I have always been an over-ambitious and obstinate masochist. I have fought with that, and prided in that, I’ve denied it, and worried I’ve lost it. It has been my downfall on many occasions and, just as often, my only saving grace.

I’ve written before about this proclivity, and also about how it seems to be inadvertantly diluted by parenthood. But I had a revelation at the start of last week.

We were on our way back, just me and Mak, from a trip to France for an old friend’s wedding. We’d been on an epic train journey; we’d visited Paris, climbed the Eiffel Tower, cruised the Seine, watched orangutans play in the Ménagerie, before heading South to party in Cannes, swim in the Mediterranean, and make new friends in Burger King. Then we returned to the North, on the top bunk of the night train, to spend the day in the Grande Gallerie de l’Évolution, before finally heading home, backpacks stuffed to bursting with dirty laundry, snacks and souvenirs.

It had been a beautiful, colourful, infuriating, anxiety-inducing symphony of experience. I’d felt like a failure on several occasions, and equally I’d felt deeply affirmed at times. It was a fairly bold decision to take sole charge of a six year old ball of inexhaustible energy on a whistlestop overland trip to the South of France, but I regretted it far less than I thought I would. And, now, we’d made it; we were safely aboard our final train, in our home country, enjoying an apple juice and a beef stew, and chatting about the video game Mak is definitely going to make this year.

I was pleasantly exhausted and relieved it was over, and I was already conducting the analysis of my mistakes. About three hours of almost constant chat into the journey, Mak excused himself politely to go to the toilet, so I knew he must be equally exhausted. After he left, a woman sitting near us leaned over and said she just had to tell me what a great job I was doing, what good parenting skills I have, and what a lovely young boy I was raising. All I could do was say thank you repeatedly, until she put her headphones back in and retreated to her seat.

If that compliment had come at any other time, I would have been grateful and touched, and reassured. But it came after six days of relentless, imperfect striving, of museum closures and broken air con, sleepless nights worrying he’d fall out of bed, multiple conversations trying to fix my own fuck ups with inadequate French skills, and constant fear I wasn’t up to the task of being this kind of mother. It also came while I was sure I was too spent to be parenting effectively.

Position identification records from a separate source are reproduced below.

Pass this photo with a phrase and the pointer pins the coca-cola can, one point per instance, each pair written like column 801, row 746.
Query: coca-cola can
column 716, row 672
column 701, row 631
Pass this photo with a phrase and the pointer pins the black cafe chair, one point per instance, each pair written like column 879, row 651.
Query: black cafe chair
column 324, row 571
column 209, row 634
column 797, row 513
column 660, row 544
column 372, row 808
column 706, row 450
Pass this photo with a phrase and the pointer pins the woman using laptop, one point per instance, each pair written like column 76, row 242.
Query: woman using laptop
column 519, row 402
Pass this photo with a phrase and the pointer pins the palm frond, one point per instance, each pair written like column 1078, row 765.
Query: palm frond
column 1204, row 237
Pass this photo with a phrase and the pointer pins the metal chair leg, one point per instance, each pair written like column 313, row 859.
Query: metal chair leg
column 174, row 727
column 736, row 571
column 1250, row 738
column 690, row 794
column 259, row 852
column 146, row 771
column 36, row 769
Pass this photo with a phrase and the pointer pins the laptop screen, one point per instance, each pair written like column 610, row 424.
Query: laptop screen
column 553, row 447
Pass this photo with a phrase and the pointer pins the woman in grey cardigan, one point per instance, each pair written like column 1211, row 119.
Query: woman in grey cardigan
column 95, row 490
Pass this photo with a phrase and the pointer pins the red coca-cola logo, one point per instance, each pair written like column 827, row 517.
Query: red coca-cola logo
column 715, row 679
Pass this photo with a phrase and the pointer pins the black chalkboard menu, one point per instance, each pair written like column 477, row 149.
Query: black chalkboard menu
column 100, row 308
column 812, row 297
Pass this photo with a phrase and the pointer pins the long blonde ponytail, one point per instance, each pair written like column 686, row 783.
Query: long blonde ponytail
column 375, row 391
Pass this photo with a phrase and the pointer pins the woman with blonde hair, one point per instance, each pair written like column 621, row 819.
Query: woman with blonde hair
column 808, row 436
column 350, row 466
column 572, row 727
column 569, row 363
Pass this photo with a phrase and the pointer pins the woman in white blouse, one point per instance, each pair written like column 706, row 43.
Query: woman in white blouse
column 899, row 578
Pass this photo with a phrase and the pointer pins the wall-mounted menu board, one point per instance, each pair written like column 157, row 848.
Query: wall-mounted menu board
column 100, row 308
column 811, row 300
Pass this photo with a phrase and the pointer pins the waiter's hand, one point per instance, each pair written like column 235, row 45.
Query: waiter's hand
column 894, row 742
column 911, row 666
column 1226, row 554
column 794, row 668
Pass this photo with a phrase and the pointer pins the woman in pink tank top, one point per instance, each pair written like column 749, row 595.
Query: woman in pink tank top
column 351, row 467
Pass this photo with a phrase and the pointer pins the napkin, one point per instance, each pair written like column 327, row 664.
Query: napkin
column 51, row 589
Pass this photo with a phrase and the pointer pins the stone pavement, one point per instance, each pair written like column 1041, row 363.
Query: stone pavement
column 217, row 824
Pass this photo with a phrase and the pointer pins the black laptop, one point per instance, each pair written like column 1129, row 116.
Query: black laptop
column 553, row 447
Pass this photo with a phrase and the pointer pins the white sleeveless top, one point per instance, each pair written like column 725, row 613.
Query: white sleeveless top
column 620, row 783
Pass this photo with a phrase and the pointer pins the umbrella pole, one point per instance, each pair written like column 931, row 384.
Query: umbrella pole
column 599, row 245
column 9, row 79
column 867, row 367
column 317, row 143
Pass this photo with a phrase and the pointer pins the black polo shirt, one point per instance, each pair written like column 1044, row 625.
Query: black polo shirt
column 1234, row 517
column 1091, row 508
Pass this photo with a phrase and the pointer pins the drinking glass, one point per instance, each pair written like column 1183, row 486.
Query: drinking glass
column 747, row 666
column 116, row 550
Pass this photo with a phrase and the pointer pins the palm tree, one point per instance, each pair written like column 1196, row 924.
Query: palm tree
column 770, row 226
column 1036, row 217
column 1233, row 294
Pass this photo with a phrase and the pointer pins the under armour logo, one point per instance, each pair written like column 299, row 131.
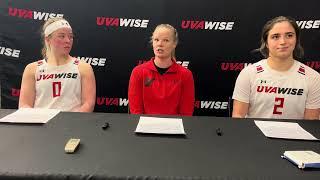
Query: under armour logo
column 148, row 81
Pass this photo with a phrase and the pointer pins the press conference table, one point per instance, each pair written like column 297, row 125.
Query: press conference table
column 242, row 152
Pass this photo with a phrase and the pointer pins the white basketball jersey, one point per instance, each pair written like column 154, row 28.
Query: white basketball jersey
column 274, row 94
column 58, row 87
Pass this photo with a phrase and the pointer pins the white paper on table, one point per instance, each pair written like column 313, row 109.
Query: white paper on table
column 160, row 125
column 30, row 115
column 286, row 130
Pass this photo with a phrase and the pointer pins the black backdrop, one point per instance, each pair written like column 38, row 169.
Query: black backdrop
column 215, row 56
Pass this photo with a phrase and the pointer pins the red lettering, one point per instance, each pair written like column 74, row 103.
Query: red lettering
column 276, row 107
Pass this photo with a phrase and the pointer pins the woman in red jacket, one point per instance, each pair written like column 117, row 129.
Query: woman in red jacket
column 161, row 86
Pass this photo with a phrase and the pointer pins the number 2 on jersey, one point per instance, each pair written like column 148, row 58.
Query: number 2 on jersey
column 56, row 89
column 278, row 105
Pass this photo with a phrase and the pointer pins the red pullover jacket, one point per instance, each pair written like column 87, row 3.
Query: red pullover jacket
column 152, row 93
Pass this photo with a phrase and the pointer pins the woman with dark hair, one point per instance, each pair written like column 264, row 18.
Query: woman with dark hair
column 161, row 86
column 58, row 81
column 279, row 86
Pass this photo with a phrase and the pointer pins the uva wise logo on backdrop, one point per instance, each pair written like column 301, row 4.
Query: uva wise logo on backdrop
column 309, row 24
column 238, row 66
column 30, row 14
column 9, row 52
column 95, row 61
column 122, row 22
column 207, row 25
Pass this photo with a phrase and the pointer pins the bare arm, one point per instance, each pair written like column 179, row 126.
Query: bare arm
column 28, row 90
column 88, row 88
column 311, row 114
column 240, row 109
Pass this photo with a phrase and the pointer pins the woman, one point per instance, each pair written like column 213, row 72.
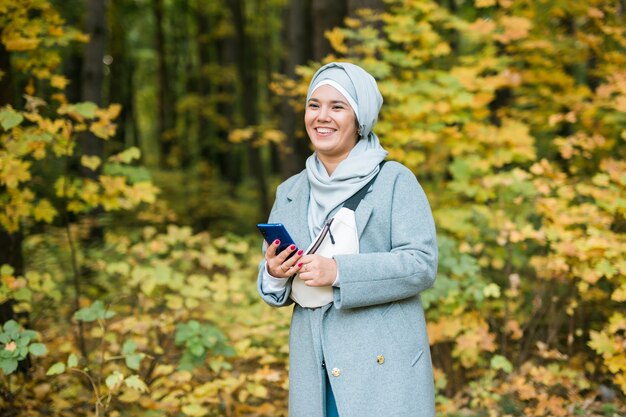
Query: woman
column 366, row 352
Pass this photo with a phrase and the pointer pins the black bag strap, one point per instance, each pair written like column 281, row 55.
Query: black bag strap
column 353, row 202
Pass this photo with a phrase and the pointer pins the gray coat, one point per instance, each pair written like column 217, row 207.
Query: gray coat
column 371, row 341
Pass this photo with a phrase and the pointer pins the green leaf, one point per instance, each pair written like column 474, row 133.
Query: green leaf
column 72, row 361
column 93, row 312
column 85, row 109
column 9, row 118
column 114, row 380
column 500, row 362
column 6, row 270
column 127, row 155
column 12, row 328
column 38, row 349
column 134, row 361
column 8, row 365
column 135, row 382
column 56, row 369
column 129, row 347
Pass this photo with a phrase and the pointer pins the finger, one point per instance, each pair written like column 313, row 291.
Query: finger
column 289, row 263
column 271, row 249
column 282, row 256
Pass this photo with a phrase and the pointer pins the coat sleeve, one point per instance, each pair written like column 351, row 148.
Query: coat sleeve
column 408, row 268
column 280, row 299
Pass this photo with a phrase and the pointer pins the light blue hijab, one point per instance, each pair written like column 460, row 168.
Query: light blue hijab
column 362, row 163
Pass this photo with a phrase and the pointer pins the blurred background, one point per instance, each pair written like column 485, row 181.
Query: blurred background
column 142, row 140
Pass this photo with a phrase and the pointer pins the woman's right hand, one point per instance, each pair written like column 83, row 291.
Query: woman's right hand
column 278, row 265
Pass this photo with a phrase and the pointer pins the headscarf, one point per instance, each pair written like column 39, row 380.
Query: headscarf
column 362, row 163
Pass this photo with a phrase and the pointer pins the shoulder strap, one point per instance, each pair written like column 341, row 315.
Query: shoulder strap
column 353, row 202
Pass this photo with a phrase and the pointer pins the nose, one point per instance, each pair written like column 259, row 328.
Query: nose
column 323, row 114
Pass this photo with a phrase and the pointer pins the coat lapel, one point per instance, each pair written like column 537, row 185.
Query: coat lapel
column 362, row 216
column 294, row 214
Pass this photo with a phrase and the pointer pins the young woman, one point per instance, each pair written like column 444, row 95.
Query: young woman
column 365, row 352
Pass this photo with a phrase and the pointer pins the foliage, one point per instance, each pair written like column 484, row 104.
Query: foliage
column 509, row 113
column 15, row 345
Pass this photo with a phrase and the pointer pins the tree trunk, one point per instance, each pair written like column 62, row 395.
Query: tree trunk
column 206, row 130
column 230, row 159
column 10, row 243
column 327, row 14
column 164, row 112
column 120, row 78
column 93, row 72
column 247, row 66
column 299, row 50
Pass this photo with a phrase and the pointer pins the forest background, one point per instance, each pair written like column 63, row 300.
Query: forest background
column 141, row 140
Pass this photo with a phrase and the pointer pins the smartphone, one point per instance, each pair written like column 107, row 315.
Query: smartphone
column 273, row 231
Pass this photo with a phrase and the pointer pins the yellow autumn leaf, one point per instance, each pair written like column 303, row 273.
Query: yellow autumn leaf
column 514, row 28
column 601, row 343
column 13, row 172
column 195, row 410
column 337, row 40
column 92, row 162
column 616, row 363
column 44, row 211
column 21, row 44
column 103, row 128
column 110, row 112
column 58, row 81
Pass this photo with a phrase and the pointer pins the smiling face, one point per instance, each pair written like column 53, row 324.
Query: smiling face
column 331, row 125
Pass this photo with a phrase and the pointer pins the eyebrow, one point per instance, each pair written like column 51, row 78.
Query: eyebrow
column 333, row 101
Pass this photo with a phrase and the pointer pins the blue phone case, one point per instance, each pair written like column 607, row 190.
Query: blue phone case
column 273, row 231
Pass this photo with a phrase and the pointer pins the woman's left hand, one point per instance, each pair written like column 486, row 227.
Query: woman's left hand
column 317, row 271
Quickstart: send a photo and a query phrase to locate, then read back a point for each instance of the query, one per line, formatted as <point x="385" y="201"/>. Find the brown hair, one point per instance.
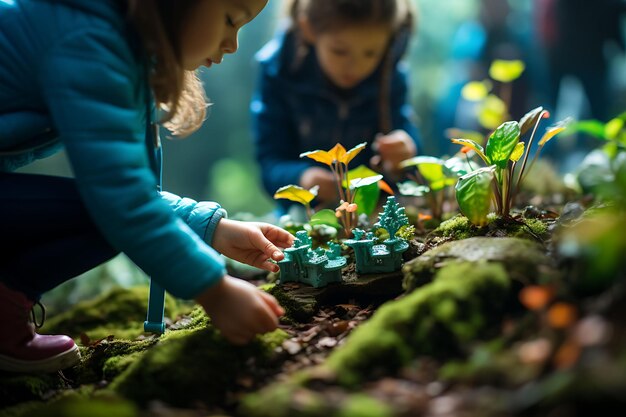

It was like the stones slid into place and a secret passage was revealed. This is where I’ve been putting it all. Parenthood didn’t dilute my ambitions, it just became my new target. It’s ridiculously obvious, of course; I shouldn’t have needed an epiphany. But I think I’d been fighting the notion that this was somewhere I could direct the most intense part of me. And hearing someone say that something good had come from it, when the whole time I’d been wringing my hands over whether I was even okay at this job, changed my perspective profoundly.

So now I can walk down this secret passageway of personal fulfillment. I can accept that this is where I want to test myself, and push myself, and it’s not just about the outcome for Makaloo, it’s about the impact of the endeavour on me. There need be no tension between ambition and parenthood; they are one and the same.